The 26-year-old victim’s father, Tyrone Sanders, also warned Roof what lies ahead for him.
“Why you want to single out black people in a church?” he asked. “That I don’t know. But whoever your creator is, he’s coming for you.”
Avowed white supremacist
Roof has told the judge he wants to file a motion for new attorneys. Gergel said Roof can argue that on Wednesday, but the judge is not inclined to let that happen.
The avowed white supremacist was convicted last month of federal murder and hate crimes charges for the Charleston killings. During the penalty phase, he cast his defense attorneys aside, telling jurors he chose to represent himself to “prevent my lawyers from misrepresentation.”
Closing arguments and no remorse
On Tuesday, Roof expressed no remorse during his closing argument. He reiterated he had no choice but to kill nine people at the Emanuel African Methodist Episcopal Church in June 2015.
“I felt like I had to do it, and I still do feel like I had to do it,” he said.
His statement followed the prosecutor’s impassioned, two-hour argument. Assistant US Attorney Jay Richardson reminded jurors that Roof sat with the church members for 40 minutes before opening fire. He pulled the trigger “more than 75 times … reloading seven times” as he stood over his victims, shooting them repeatedly, Richardson said.
Jurors had the option to recommend life in prison without the possibility of parole, but the 10 women and two men delivered a unanimous vote for the death penalty.
Yet the jury’s recommendation and the sentencing phase may not mean the end for the case.
Why case could go on for ‘very long time’
Death penalty cases are notorious for their complexity, often spending years in appeals and processes.
A group of defense attorneys and others who worked on Roof’s behalf issued a statement, saying the death penalty decision means the case will not be over for a “very long time.”
Holman Gossett, a former prosecutor in South Carolina, said it’s possible Roof could ask for a new trial.
“He didn’t have any attorneys helping him in the penalty phase so he may make that motion after reflecting on it,” Gossett told CNN affiliate WSPA-TV. “Then it would go through the process of automatic hearings with appellate courts to see if there’s any reason under the law that it should not stand legal grounds.”

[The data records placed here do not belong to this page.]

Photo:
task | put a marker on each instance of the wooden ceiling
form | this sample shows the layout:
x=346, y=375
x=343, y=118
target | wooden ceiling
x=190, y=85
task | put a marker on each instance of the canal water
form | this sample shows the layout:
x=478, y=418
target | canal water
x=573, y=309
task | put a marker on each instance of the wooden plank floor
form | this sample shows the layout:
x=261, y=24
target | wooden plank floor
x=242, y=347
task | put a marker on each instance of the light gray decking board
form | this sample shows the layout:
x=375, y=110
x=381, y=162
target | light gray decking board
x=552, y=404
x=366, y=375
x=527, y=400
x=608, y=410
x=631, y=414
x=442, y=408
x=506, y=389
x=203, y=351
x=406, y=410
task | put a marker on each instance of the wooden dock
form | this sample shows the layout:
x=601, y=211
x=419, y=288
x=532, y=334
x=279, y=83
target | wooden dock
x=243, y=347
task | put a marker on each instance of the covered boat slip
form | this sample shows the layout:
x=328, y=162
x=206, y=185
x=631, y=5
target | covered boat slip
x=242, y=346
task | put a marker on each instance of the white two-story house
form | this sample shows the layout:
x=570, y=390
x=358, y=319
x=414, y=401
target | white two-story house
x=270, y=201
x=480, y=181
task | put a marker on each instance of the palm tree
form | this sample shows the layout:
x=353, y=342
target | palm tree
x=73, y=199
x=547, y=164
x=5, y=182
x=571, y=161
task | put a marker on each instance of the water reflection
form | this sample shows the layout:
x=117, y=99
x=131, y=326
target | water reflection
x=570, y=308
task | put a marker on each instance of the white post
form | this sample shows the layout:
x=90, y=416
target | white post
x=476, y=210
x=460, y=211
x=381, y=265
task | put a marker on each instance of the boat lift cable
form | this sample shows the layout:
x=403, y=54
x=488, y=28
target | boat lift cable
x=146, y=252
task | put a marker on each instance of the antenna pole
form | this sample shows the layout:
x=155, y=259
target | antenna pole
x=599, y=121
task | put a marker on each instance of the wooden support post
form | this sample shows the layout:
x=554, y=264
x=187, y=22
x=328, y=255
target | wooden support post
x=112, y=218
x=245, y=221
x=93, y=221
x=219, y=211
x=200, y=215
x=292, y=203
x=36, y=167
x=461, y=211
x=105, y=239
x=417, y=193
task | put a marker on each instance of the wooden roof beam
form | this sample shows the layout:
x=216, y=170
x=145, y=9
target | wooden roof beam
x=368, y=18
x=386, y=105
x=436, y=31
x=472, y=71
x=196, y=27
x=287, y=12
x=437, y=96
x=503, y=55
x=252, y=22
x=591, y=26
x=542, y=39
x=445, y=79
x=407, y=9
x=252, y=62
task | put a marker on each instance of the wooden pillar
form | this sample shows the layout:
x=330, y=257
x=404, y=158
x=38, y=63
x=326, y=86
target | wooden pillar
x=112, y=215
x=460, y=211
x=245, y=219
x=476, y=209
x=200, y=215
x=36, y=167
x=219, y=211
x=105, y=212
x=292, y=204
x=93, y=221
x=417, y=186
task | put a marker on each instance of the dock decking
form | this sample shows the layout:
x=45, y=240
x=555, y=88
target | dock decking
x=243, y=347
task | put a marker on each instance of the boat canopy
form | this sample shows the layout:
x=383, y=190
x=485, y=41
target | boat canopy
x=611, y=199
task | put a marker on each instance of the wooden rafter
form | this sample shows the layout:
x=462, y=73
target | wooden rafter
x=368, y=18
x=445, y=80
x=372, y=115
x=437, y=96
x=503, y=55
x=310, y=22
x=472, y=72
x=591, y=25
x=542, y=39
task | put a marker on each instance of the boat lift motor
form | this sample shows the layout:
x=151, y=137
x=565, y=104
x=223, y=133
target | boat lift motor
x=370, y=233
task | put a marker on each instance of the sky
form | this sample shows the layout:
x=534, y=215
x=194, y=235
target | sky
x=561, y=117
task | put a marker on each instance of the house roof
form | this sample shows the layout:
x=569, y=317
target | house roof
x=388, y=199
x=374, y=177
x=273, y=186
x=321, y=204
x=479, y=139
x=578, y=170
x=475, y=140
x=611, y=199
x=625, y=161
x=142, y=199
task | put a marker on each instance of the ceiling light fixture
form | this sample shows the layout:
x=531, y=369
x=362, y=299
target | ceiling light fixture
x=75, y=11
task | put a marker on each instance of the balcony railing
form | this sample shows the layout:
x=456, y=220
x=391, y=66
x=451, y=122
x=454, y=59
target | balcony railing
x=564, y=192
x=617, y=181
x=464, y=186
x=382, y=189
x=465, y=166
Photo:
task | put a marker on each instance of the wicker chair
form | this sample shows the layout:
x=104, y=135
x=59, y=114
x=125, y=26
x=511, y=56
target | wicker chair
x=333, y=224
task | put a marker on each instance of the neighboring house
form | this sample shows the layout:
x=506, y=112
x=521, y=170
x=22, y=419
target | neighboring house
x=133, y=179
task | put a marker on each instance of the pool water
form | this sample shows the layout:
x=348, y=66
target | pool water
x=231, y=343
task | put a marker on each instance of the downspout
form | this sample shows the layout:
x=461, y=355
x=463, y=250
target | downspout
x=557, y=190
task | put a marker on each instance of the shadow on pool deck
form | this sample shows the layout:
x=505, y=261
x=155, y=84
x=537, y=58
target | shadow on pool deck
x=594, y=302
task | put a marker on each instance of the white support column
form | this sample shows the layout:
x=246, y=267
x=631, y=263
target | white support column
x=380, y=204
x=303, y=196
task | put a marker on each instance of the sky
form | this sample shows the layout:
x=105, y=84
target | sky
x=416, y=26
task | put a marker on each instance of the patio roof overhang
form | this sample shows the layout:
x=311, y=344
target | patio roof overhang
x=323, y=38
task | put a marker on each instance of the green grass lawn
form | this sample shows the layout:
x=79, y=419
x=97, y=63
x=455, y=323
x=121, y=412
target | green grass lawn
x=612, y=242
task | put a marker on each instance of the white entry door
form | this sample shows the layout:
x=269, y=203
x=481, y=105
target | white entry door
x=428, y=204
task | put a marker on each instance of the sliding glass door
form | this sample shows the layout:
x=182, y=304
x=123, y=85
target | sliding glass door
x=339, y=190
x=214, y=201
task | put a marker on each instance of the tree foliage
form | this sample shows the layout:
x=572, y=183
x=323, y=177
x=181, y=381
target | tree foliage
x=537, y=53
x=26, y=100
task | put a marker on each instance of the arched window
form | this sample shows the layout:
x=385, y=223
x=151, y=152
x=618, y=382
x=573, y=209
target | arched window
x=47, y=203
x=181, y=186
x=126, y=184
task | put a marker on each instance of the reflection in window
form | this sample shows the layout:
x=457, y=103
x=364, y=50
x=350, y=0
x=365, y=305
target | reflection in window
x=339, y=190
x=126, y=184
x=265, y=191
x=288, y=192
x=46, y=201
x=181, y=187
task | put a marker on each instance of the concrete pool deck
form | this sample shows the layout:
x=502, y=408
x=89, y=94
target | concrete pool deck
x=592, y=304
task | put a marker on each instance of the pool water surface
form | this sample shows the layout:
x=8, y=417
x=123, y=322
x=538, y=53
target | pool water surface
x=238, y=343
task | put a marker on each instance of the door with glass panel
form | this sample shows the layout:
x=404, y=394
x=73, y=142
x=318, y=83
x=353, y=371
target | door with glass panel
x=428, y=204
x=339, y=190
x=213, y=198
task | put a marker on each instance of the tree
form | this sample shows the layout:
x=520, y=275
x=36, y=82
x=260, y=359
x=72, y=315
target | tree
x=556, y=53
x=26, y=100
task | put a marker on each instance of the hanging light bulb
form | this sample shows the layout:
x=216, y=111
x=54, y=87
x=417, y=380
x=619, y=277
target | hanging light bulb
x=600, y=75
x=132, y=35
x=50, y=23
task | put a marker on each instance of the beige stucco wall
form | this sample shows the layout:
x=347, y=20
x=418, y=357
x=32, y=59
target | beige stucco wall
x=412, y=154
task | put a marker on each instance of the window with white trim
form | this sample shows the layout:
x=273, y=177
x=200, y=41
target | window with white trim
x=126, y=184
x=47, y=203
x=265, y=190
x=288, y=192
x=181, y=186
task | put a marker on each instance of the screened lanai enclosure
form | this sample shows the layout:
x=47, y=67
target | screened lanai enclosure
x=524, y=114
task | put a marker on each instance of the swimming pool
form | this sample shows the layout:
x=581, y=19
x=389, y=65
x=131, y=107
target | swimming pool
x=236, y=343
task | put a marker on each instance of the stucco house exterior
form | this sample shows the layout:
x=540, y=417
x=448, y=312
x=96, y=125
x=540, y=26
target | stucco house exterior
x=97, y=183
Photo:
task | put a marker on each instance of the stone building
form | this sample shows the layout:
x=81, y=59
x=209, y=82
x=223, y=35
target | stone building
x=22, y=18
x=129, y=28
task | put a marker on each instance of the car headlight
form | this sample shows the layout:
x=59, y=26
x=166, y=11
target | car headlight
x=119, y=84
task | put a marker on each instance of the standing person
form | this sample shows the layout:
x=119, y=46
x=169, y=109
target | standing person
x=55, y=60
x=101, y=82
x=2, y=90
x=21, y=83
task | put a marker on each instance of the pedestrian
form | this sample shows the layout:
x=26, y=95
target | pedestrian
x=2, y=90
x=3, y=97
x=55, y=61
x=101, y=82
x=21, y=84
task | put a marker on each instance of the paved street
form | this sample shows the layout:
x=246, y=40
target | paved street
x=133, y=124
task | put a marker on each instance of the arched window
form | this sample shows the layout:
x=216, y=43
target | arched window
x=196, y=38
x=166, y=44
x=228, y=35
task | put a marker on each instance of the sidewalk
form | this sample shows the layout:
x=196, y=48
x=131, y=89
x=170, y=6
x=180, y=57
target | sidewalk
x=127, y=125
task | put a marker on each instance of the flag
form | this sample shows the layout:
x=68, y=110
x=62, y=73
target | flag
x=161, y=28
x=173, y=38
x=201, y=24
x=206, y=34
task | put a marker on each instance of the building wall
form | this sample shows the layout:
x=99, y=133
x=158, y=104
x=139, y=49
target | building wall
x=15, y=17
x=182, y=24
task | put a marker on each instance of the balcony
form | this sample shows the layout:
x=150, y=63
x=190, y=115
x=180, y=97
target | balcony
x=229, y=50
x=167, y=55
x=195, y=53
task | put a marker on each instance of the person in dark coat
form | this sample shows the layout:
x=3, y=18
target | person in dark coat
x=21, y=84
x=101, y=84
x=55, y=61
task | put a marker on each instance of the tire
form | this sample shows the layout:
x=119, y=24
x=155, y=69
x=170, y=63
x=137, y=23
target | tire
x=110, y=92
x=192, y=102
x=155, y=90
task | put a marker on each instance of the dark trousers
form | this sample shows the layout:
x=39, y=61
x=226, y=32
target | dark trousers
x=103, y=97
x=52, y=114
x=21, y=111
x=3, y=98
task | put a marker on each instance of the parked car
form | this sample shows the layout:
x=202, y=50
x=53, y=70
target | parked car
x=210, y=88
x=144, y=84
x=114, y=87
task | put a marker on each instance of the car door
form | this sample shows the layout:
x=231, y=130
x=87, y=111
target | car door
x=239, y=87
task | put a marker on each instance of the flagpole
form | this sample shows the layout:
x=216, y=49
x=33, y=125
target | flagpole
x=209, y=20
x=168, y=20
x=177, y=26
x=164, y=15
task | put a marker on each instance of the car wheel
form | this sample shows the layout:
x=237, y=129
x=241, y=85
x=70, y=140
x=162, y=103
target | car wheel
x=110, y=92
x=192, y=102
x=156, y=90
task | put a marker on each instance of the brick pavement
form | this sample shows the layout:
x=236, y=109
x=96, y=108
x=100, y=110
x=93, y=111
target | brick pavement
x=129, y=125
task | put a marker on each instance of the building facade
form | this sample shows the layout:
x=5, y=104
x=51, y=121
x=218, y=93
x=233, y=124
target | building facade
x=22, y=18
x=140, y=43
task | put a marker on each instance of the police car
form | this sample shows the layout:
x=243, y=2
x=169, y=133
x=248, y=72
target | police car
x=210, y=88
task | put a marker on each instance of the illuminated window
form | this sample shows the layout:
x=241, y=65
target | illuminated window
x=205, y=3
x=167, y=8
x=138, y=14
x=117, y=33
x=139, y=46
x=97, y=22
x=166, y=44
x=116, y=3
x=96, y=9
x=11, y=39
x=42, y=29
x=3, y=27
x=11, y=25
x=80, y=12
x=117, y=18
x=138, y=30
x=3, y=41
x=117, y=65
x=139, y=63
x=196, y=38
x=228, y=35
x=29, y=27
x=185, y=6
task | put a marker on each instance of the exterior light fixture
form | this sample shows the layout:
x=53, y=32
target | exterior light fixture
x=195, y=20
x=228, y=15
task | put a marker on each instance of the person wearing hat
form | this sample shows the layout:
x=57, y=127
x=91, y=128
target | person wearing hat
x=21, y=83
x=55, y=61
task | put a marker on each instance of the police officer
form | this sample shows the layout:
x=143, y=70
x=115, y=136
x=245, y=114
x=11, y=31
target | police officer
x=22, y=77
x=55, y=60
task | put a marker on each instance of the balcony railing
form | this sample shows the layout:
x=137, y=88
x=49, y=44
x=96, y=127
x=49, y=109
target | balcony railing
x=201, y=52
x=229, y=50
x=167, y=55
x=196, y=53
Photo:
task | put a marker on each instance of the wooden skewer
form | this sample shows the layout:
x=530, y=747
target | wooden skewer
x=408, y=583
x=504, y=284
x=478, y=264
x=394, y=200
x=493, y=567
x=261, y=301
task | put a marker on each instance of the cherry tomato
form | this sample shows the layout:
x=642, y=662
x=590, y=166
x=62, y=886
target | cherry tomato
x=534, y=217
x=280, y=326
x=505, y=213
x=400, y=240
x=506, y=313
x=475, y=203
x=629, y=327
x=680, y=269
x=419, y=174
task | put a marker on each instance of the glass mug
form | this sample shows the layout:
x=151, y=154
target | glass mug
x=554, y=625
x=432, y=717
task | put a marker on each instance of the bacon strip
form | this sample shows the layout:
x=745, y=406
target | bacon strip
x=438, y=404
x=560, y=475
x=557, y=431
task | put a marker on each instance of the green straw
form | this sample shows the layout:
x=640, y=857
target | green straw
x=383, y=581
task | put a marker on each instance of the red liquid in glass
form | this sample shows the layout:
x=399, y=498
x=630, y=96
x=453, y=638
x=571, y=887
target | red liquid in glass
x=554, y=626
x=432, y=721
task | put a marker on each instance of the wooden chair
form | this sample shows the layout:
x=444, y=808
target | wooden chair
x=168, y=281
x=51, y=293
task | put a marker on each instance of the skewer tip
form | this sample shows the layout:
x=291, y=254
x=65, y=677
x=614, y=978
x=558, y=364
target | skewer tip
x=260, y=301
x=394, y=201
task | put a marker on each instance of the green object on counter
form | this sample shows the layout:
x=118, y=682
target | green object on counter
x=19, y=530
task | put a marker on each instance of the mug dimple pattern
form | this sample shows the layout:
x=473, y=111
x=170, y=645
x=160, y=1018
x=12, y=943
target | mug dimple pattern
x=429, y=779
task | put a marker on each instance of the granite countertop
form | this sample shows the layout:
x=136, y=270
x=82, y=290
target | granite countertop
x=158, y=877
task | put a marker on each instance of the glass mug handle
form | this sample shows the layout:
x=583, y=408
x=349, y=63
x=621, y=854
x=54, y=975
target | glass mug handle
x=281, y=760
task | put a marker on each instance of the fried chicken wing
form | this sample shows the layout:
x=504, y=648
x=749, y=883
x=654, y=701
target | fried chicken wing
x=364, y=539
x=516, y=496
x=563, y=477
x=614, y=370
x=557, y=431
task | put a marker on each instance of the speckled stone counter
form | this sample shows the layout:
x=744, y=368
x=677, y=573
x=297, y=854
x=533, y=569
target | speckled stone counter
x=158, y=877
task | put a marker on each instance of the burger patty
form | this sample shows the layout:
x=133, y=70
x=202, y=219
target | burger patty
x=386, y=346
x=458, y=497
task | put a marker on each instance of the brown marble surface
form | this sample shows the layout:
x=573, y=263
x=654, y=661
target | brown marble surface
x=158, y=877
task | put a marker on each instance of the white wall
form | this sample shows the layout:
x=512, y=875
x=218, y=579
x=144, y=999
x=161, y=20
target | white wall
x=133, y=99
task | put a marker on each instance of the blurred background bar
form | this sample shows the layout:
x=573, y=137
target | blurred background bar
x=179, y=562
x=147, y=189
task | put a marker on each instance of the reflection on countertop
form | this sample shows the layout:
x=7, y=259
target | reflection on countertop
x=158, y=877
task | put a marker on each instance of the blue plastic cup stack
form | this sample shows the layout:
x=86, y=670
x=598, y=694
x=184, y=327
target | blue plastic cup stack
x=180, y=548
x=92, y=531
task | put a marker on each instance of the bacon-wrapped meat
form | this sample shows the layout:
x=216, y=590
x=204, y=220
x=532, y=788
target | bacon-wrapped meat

Federal executions are rare
Since the federal death penalty was reinstated in 1988 after a 16-year moratorium, three federal inmates have been executed in the United States. There are 63 federal prisoners awaiting execution.
Roof’s court appearances may be far from over.
He is also set to be tried on state murder charges, and prosecutors have said they’ll also seek the death penalty in that case.